The following unaudited pro forma information presents the results of operations of Dana as if the additional 46% investment in DDAC had taken place at January 1, 2010.  The unaudited pro forma financial information is not intended to represent or be indicative of the results of operations of Dana that would have been reported had the acquisition been completed as of the dates presented, and should not be taken as representative of the future results of operations of Dana.

   
Six Months Ended June 30,
 
   
2011
   
2010
 
Net income (loss)
           
As reported
  $ 45     $ (20 )
Pro forma
  $ 50     $ (15 )
                 
Net income (loss) attributable to the parent company
               
As reported
  $ 38     $ (22 )
Pro forma
  $ 43     $ (17 )
                 
Net income (loss) available to common stockholders
               
As reported
  $ 23     $ (38 )
Pro forma
  $ 28     $ (33 )
                 
Net income (loss) per share - Basic
               
As reported
  $ 0.16     $ (0.28 )
Pro forma
  $ 0.19     $ (0.24 )
                 
Net income (loss) per share - Diluted
               
As reported
  $ 0.15     $ (0.28 )
Pro forma
  $ 0.19     $ (0.24 )
 
Axles India — In June 2011, we acquired the axle drive head and final assembly business of our Axles India Limited (AIL) equity affiliate for $13.  This business is expected to contribute approximately $50 to our annual sales.
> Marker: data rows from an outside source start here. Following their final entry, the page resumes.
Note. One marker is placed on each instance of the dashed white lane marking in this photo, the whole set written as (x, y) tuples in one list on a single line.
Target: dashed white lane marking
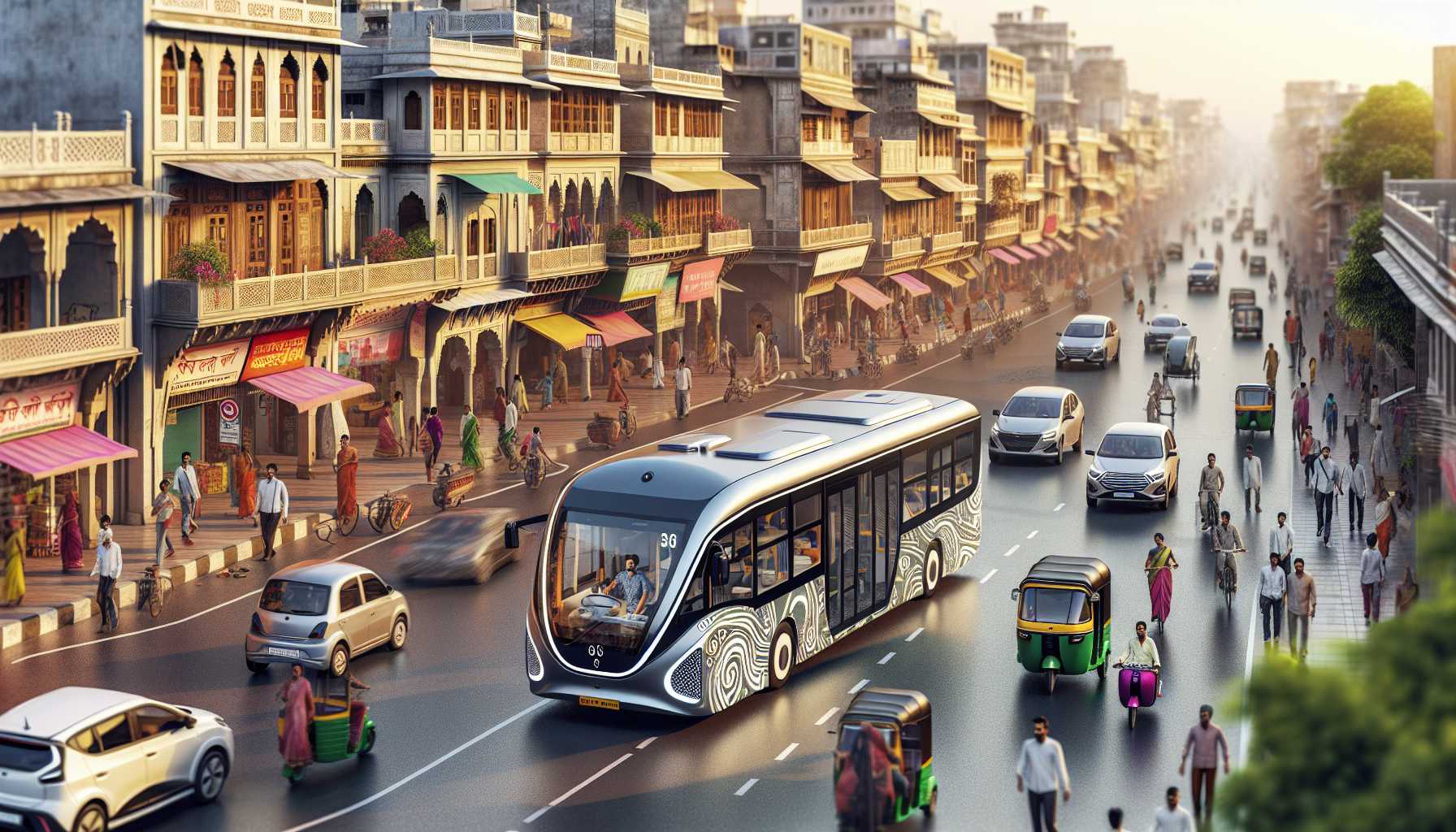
[(578, 787)]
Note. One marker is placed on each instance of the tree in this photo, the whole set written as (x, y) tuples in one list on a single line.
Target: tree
[(1393, 128), (1365, 295), (1371, 743)]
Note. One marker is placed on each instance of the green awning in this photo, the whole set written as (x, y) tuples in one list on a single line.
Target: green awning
[(496, 183)]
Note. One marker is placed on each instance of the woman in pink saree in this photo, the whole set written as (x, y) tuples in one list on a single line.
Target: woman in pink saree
[(1159, 567), (297, 716)]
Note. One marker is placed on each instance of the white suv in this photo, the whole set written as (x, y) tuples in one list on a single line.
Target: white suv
[(88, 760)]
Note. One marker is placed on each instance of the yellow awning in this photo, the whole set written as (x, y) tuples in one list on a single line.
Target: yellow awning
[(562, 330), (840, 171), (904, 193)]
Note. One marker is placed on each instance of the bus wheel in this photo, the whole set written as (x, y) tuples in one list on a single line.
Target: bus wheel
[(781, 656)]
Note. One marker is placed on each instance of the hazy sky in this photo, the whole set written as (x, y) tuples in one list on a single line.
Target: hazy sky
[(1235, 53)]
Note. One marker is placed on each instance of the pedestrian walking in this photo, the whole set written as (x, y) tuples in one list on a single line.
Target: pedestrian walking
[(1042, 769), (273, 507), (1253, 479), (1171, 817), (1372, 578), (1204, 739), (106, 571), (1301, 604), (163, 509), (682, 388)]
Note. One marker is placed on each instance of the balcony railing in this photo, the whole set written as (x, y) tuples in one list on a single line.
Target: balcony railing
[(31, 352), (193, 305)]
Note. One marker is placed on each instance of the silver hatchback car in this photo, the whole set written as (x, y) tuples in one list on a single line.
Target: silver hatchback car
[(321, 615)]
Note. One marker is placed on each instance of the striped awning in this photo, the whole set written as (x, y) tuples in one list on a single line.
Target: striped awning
[(62, 451)]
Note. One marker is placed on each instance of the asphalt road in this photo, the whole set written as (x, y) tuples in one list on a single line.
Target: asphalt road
[(462, 743)]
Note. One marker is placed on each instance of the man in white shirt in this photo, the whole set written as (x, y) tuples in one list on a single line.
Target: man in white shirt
[(682, 385), (1171, 817), (273, 507), (1272, 598), (1253, 479), (1356, 479), (185, 481), (1042, 768), (106, 571), (1281, 541)]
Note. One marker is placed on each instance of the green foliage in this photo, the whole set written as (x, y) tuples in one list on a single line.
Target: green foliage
[(1393, 128), (1366, 743), (1365, 295)]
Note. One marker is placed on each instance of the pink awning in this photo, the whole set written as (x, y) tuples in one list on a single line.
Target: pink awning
[(910, 284), (309, 388), (862, 290), (616, 327), (62, 451)]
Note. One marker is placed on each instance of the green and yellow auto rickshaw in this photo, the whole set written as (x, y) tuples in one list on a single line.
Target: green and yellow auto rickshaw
[(903, 722), (1064, 617), (1254, 409)]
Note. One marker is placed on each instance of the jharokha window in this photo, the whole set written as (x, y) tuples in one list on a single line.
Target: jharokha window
[(169, 84)]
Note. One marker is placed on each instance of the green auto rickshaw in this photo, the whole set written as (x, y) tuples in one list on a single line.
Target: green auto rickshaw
[(1064, 617), (903, 722)]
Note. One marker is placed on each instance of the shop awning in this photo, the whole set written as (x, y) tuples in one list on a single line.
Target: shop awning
[(496, 183), (274, 171), (904, 193), (840, 171), (309, 388), (564, 330), (481, 297), (1005, 255), (862, 290), (62, 451), (616, 327), (910, 284), (945, 275)]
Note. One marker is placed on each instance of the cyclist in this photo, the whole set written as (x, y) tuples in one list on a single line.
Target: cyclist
[(1228, 540), (1211, 487)]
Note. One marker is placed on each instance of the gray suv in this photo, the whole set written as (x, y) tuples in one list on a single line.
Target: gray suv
[(321, 613)]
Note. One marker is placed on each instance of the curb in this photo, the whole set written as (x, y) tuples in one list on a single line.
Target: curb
[(75, 611)]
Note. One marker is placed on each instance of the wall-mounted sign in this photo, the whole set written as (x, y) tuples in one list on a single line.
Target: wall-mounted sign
[(209, 366), (277, 352), (840, 260), (38, 409), (700, 280)]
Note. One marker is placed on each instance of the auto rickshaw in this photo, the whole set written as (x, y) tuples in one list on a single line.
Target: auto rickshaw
[(1181, 358), (1248, 321), (1064, 617), (903, 720), (1254, 409)]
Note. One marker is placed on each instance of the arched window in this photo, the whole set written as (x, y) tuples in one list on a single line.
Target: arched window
[(319, 91), (258, 89), (169, 82), (226, 88), (194, 84), (414, 112), (288, 89)]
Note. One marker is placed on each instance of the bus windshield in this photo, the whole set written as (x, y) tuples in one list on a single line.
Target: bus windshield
[(606, 574)]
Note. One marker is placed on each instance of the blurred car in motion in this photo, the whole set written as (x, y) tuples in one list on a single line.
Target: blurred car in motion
[(461, 547)]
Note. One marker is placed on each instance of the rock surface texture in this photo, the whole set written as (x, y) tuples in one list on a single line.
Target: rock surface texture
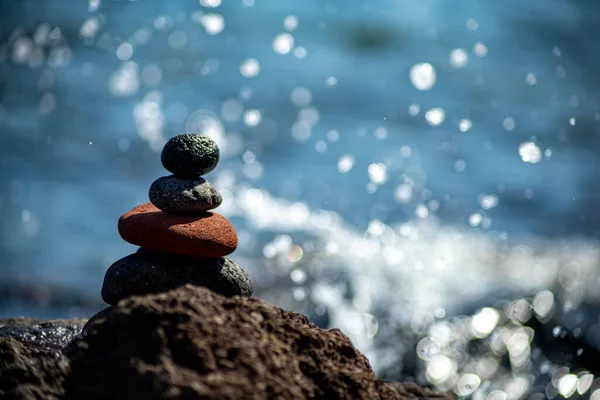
[(205, 235), (190, 343), (177, 195), (32, 364), (151, 271)]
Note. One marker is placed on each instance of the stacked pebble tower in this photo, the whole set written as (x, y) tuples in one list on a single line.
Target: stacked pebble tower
[(181, 240)]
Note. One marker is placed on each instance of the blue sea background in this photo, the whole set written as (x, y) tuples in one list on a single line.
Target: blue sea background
[(356, 202)]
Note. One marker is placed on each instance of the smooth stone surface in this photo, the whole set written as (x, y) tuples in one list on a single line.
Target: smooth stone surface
[(205, 235), (151, 271), (173, 194), (190, 155)]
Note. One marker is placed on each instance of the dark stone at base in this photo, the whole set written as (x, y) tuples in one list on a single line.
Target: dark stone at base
[(190, 155), (32, 365), (46, 335), (188, 344), (96, 318), (183, 196), (151, 271), (191, 343)]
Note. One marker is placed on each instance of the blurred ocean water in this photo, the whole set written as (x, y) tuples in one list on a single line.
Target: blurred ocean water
[(391, 167)]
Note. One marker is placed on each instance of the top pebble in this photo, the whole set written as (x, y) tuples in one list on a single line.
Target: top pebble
[(190, 155)]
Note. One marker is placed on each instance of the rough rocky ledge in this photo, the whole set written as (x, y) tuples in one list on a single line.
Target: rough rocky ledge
[(190, 343)]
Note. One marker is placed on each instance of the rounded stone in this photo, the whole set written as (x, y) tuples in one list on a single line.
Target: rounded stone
[(151, 271), (190, 155), (184, 196), (204, 235)]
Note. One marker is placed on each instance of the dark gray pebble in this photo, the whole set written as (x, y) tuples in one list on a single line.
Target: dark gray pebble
[(150, 271), (190, 155), (183, 196)]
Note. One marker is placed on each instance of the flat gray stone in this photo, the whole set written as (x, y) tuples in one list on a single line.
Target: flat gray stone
[(177, 195), (190, 155), (150, 271)]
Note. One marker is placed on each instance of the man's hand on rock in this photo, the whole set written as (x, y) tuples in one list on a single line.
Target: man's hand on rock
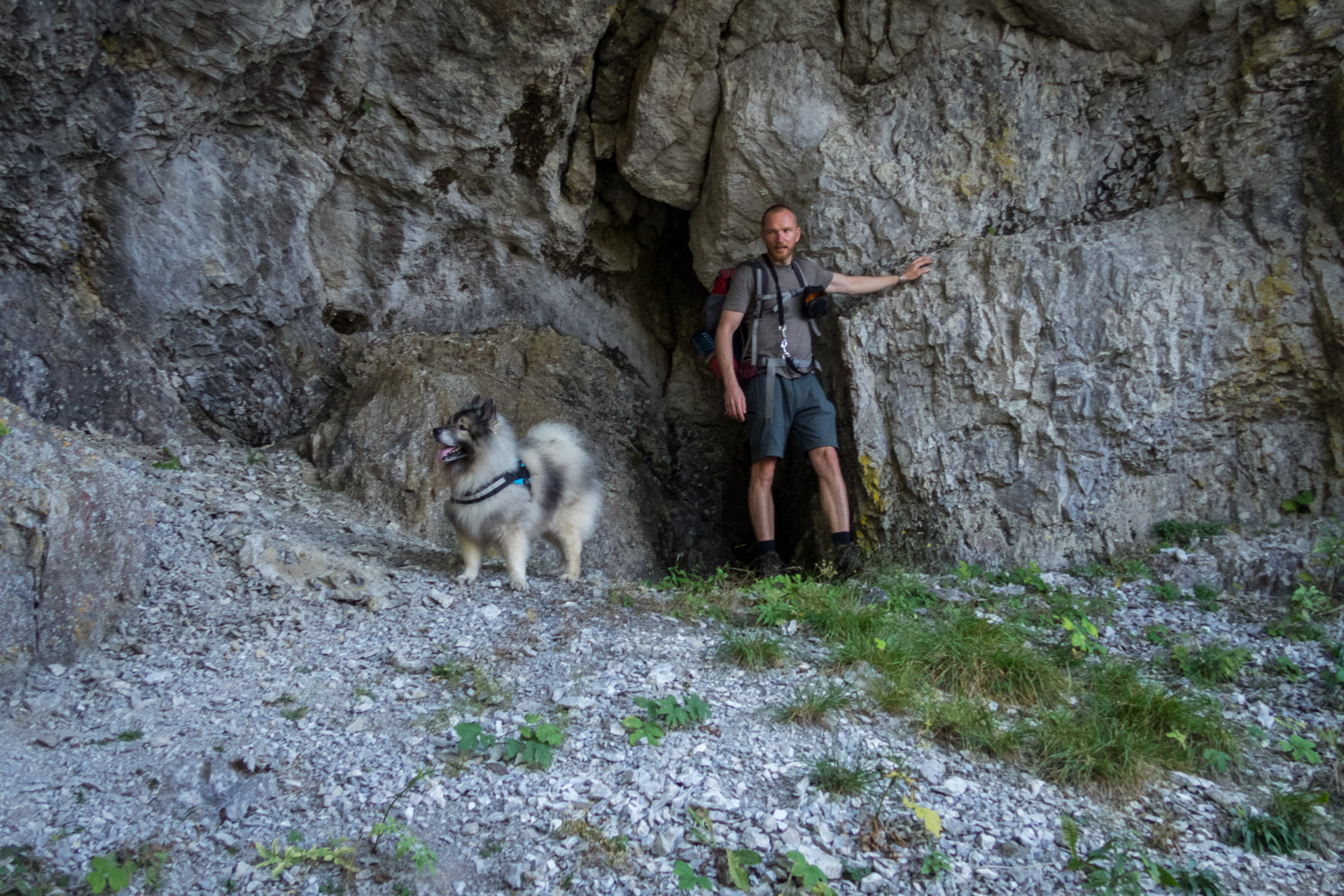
[(917, 269), (734, 400)]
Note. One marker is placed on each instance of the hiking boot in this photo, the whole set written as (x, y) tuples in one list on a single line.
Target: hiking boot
[(848, 558), (769, 564)]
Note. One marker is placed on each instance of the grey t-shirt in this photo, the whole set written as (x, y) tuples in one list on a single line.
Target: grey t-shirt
[(742, 298)]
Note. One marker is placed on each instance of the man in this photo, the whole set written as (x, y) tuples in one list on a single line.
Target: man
[(785, 397)]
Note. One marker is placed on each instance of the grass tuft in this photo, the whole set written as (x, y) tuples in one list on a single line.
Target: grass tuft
[(812, 706), (1124, 729), (841, 777), (753, 650), (968, 724)]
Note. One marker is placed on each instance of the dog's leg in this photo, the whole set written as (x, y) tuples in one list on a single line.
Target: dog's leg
[(515, 558), (570, 545), (470, 559)]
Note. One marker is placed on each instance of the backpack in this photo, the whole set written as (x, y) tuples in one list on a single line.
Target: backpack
[(745, 365)]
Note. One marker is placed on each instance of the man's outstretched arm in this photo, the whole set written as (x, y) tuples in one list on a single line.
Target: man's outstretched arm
[(862, 285)]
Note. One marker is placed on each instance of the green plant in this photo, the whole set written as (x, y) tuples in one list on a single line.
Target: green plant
[(936, 862), (753, 650), (407, 844), (1166, 592), (1182, 533), (1288, 824), (738, 862), (1300, 503), (812, 704), (1084, 637), (1206, 597), (1284, 666), (339, 853), (534, 746), (1300, 750), (109, 874), (835, 774), (1123, 729), (169, 461), (663, 716), (687, 879), (809, 878), (964, 723), (24, 875), (1210, 664)]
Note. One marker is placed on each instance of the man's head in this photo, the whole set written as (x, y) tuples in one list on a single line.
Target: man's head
[(780, 232)]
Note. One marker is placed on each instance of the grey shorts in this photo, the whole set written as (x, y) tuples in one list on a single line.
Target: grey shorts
[(802, 410)]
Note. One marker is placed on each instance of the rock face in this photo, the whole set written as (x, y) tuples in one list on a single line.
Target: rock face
[(211, 207), (76, 542)]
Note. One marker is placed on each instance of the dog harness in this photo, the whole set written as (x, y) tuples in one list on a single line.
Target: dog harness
[(514, 477)]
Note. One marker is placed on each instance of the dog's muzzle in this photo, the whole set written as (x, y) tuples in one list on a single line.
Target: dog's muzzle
[(452, 451)]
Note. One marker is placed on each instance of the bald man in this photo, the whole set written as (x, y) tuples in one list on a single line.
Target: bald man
[(785, 400)]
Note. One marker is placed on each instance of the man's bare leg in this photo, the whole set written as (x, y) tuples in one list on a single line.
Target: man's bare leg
[(835, 501), (760, 501)]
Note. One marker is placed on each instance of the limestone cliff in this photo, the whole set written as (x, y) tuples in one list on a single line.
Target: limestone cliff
[(219, 219)]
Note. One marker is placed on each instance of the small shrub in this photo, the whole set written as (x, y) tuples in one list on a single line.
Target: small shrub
[(1182, 533), (1210, 664), (1288, 824), (664, 715), (841, 777), (812, 704), (753, 652)]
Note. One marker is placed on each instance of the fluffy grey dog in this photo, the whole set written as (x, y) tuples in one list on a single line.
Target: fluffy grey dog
[(504, 492)]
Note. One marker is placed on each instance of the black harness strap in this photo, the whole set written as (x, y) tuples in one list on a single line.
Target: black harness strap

This transaction is being accounted for as a business combination.  The valuation of the specific assets acquired and liabilities assumed has not been completed.  We expect the aggregate fair value of the net assets acquired to approximate the $13 paid to AIL.  The estimated fair values of major assets acquired and liabilities assumed are as follows:  inventories of $3; equipment of $5; intangible assets of $8; and accounts payable of $3.  The purchase price allocations are preliminary and subject to adjustment as the valuations are finalized.

Divestiture of Structural Products business — We sold substantially all of our Structural Products business in 2010.  Approximately $30 of the proceeds remained as a receivable at the end of 2010 including $15 related to an earn-out provision, $8 held in escrow and $5 of deferred proceeds.  In the first quarter of 2011, we received the earn-out payment of $15.  We expect payment of substantially all of the remaining $15 before the fourth quarter of 2011.

Other — We are negotiating the divestiture of our axle, differential and brake systems business serving the leisure, all-terrain-vehicle and utility vehicle markets.  Sales of the business approximated $59 in 2010.  The assets of the business approximate $20, including $8 of property, plant and equipment, and liabilities approximate $10.  These amounts are not material for reporting as items held for sale at June 30, 2011.